Published 24 July 2012


TRAFFIC helps train officers to combat illegal marine turtle trade in Hainan

Hainan, China, 24th July 2012—More than 110 fisheries enforcement officers from 29 border checkpoints, plus 10 officers from the Industry & Commerce department and border police, took part in an enforcement training workshop earlier this month in Haikou, Hainan Province, China.

The island province of Hainan is a major hub for the illegal trade in marine turtles in China. © Xu Ling / TRAFFIC

Research by TRAFFIC has identified the island province of Hainan as a major hub for the illegal trade in marine turtles in China. 

A survey in 2009 found significant levels of marine turtle trade, which had not declined by the time of a follow-up survey in April this year. 

This month’s meeting, organized by the Department of Ocean and Fisheries of Hainan Province in collaboration with TRAFFIC, provided participants with useful tools, knowledge and materials to strengthen their capacity to combat the illegal harvest and trade of marine turtles and other protected aquatic species.
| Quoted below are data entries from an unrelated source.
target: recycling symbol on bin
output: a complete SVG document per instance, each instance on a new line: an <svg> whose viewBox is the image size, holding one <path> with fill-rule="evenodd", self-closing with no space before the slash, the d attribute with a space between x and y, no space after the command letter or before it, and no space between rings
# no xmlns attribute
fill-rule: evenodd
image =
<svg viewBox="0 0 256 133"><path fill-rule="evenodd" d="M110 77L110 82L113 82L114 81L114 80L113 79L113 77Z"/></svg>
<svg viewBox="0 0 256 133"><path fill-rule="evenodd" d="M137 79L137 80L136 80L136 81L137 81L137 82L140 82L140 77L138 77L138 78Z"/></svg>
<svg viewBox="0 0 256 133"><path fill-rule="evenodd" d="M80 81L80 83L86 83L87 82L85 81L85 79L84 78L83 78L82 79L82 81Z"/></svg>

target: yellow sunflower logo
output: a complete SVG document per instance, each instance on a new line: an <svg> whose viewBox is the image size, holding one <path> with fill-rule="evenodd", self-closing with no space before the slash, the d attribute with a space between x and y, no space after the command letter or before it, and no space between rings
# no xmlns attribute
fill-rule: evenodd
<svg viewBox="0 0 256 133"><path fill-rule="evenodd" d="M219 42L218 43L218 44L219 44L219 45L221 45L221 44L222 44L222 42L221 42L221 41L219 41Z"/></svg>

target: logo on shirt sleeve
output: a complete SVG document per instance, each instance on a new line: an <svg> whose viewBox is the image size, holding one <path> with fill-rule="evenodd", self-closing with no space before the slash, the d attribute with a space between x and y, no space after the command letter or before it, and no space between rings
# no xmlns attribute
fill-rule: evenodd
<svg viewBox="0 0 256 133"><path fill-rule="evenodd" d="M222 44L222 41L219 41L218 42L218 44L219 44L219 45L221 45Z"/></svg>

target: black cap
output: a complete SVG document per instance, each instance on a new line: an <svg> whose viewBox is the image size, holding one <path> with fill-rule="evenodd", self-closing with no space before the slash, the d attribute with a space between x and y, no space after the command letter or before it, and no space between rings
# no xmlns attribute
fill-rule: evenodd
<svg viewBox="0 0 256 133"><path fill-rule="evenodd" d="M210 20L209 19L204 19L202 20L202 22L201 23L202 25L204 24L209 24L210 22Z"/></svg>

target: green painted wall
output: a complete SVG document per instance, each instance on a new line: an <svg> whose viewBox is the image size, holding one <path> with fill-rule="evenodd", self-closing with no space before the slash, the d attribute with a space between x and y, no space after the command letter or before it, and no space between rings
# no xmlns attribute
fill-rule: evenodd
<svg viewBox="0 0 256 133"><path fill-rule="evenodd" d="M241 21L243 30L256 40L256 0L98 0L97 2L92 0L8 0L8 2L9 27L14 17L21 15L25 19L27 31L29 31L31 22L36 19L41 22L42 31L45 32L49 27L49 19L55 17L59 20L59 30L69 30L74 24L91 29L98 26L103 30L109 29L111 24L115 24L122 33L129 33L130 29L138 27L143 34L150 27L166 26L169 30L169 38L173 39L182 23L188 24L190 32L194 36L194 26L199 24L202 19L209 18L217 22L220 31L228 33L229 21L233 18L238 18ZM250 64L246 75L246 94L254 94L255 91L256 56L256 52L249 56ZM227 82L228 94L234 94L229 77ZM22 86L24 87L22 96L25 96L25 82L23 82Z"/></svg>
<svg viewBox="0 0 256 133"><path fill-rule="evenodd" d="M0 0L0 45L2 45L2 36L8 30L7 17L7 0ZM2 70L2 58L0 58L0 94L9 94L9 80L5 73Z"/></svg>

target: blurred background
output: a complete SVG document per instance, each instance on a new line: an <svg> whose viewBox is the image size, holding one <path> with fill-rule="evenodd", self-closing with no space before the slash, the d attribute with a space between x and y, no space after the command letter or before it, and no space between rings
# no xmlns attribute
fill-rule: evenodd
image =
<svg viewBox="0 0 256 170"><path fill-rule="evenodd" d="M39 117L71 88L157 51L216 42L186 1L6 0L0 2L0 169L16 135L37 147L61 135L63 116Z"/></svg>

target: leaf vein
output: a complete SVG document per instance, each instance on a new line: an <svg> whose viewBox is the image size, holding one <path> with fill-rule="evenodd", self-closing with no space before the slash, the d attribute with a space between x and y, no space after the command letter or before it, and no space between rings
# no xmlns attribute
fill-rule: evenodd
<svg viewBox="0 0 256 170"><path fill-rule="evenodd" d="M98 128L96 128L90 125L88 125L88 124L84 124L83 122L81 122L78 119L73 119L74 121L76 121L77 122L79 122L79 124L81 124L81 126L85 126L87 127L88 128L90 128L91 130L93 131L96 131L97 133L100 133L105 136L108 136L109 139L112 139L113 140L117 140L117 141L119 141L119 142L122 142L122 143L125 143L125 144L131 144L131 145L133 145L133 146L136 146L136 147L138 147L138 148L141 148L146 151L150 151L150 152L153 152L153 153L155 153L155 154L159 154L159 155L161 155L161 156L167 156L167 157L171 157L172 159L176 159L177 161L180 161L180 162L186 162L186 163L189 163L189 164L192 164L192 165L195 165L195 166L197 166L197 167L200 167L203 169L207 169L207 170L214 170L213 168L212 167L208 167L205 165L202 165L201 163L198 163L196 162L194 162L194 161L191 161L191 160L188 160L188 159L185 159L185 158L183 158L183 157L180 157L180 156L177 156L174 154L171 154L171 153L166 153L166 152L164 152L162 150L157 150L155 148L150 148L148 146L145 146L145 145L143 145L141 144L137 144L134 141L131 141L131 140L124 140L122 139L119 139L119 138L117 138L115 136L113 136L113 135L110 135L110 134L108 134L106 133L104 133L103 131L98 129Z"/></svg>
Mr Xing Zhigang, Deputy Director of the Fisheries Inspection Division, Department of Ocean and Fisheries of Hainan, reminded participants about China’s relevant wildlife legislation, and reiterated why the laws were needed to help maintain the balance of marine eco-systems. He urged officers to enforce the laws appropriately during their daily activities.

International commercial trade in marine turtles is illegal under CITES (the Convention on International Trade in Endangered Species of Wild Fauna and Flora). Most countries in the region, including China, have national legislation that also protects marine turtles from commercial domestic trade. Despite this, illegal trade of marine turtle products – including shell, meat, eggs and whole specimens – still persists in the Asian region. 

Ms Xu Ling, TRAFFIC’s Senior Programme Officer in China, told participants about the mounting evidence that China had emerged as a major market for marine turtle products in recent years, with market surveys revealing a persistent illegal trade route to mainland China from the Coral Triangle region. 

The Coral Triangle refers to the tropical marine waters of Indonesia, Malaysia, Papua New Guinea, Philippines, Solomon Islands and Timor-Leste where high coral species diversity is found. It is home to six of the world’s seven species of marine turtles.  

Professor Shi Haitao, Vice-President of Hainan Normal University, spoke about turtle identification and conservation measures and distributed copies of his informative Identification Manual for Commonly Traded Turtles in China. Professor Shi noted that there had been considerable concern expressed over China’s ongoing consumption of marine turtles, which had marred international conservation efforts in recent years. 

Dr Shi Jianbin, Head of TRAFFIC’s China Programme remarked on the seriousness of the currrent situation: “One of the most urgent issues facing marine turtles in our region is the sheer scale of the trade and consumption, which is severely undermining conservation efforts. 

“Local enforcement agencies need to step up their efforts to detect and prevent the illegal marine turtle products being imported, manufactured or sold in China, and work with neighbouring countries to increase law enforcement co-operation to prevent further illegal harvest and trade of marine turtles,” Dr Shi said.

China’s National Inter-Agency CITES Enforcement Coordination Group (NICE-CG) has identified marine turtles as one of their priority species in combating wildlife crime.  Member countries of the Association of Southeast Asian Nations Wildlife Enforcement Network (ASEAN-WEN) have also focused most recently on combating illegal wildlife trade including marine turtle products in Southeast Asia, which was discussed at an inter-governmental consultation meeting in Nanning last month, focusing on wildlife law enforcement co-operation and CITES matters between the NICE-CG and the 10 member countries of ASEAN-WEN. 

“Increasing international collaboration between relevant institutions is a key step towards protecting marine turtles in China and the Coral Triangle region,” said Dr Shi. 

TRAFFIC thanks WWF’s Coral Triangle programme for financial support towards reducing marine turtle trade in China.